The protest was the latest example of a lesson the city learned all too well in this year's fight over water fluoridation: Portlanders are churlish about their drinking water.
Since 2006, the city has fought a US Environmental Protection Agency (EPA) rule that would force it to cover or do away with the scenic, open-air reservoirs in Mount Tabor and Washington Parks. But when city council—with the exception of Commissioner Amanda Fritz—announced in June it had expended its legal options and would comply with the rule, outcry was instantaneous.
Protestors—a coalition of Mount Tabor residents and water activists—widely characterize the decision as a giveaway to contractors with friends in city hall. They decry upcoming water rate increases, and want officials to pursue the same strategy as New York City, which has successfully delayed a requirement to cover an enormous reservoir.
The city says circumstances in New York are far different than Portland's, and a similar move simply isn't possible.
“I appreciate the frustration, which is why I’ve said: ‘Go occupy the EPA,’” said Commissioner Nick Fish, who oversees the Portland Water Bureau.
While there was a clear passion among Camp Cascadia participants, the movement’s goal posts moved fluidly and frequently.

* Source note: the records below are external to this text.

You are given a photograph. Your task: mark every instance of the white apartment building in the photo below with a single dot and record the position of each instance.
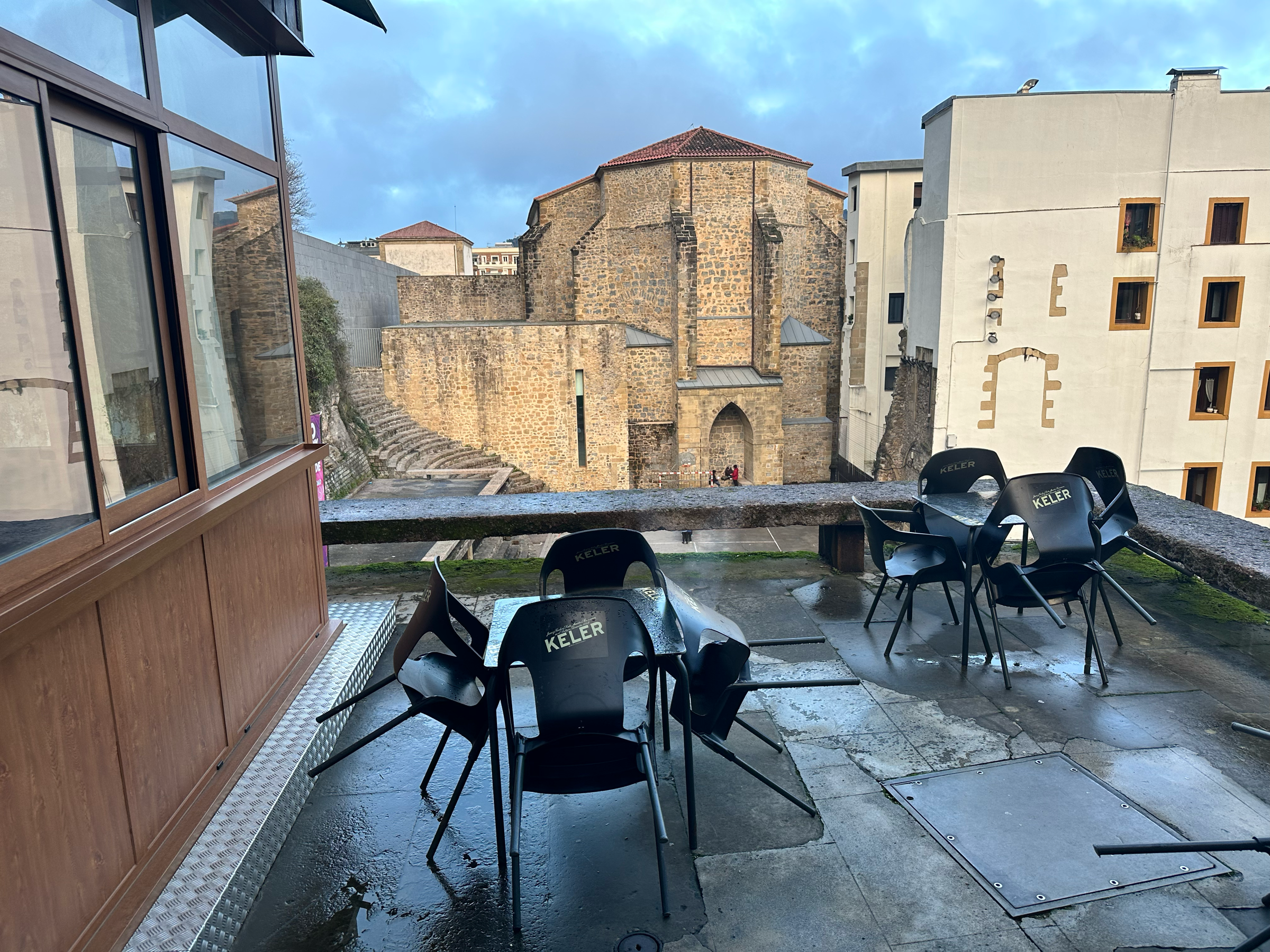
(1093, 268)
(882, 200)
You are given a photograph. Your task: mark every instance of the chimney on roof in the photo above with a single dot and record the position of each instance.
(1207, 78)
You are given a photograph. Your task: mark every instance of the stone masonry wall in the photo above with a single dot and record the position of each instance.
(724, 342)
(545, 249)
(511, 390)
(461, 297)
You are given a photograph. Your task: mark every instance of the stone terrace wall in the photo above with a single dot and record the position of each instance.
(461, 297)
(545, 249)
(510, 390)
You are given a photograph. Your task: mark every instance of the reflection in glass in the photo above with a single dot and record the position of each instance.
(110, 262)
(45, 484)
(98, 35)
(210, 74)
(230, 224)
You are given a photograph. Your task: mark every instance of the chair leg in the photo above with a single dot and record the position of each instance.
(951, 607)
(900, 620)
(454, 800)
(1115, 629)
(877, 596)
(518, 791)
(1094, 642)
(757, 733)
(1001, 646)
(658, 823)
(983, 635)
(374, 735)
(729, 756)
(436, 757)
(666, 715)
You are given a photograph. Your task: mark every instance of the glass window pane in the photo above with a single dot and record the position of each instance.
(45, 484)
(98, 35)
(206, 78)
(230, 223)
(110, 262)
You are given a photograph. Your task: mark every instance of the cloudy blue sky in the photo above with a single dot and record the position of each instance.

The initial planned campout in the park—preceded by all manner of rhetoric about arrests and conflict by Sponberg and others—melted away before cops on Friday. Organizers said they wouldn’t risk the safety of children present by resisting orders to take down a handful of tents. They called police’s move a “dirty fucking tactic.”
Protestors dwindled on Saturday and Sunday and, when Mayor Charlie Hales hadn't reached out to the group by Monday, it announced the time had come, finally, to defy city ordinance.
“When there's 50 people going to the Justice Center tonight, maybe that'll get his attention,” Sponberg told Willamette Week on Monday afternoon.
But there was a twist. Many of those bracing for police action as the clock struck 12 on Monday night didn't yet realize that organizers had worked out a deal earlier in the evening with park rangers. Yes, the park technically closed at midnight, but protestors could stay until 12:30 am—a kind of token disobedience—before the cops would move in.
"We've already won," Sponberg told the crowd. "It's after midnight and we're still in this park. We're gonna declare a victory, and then at 12:30 am most of us are going to go stand on that sidewalk right there."
There were arguments, but almost everyone played along. When something like 25 officers clad in tactical gear rounded the corner shortly before 1 am, only four singing protestors were arrested for trespass in Mount Tabor Park.
Camp Cascadia dissipated into the night. There were talks of continuing the movement, but no plans to return Tuesday.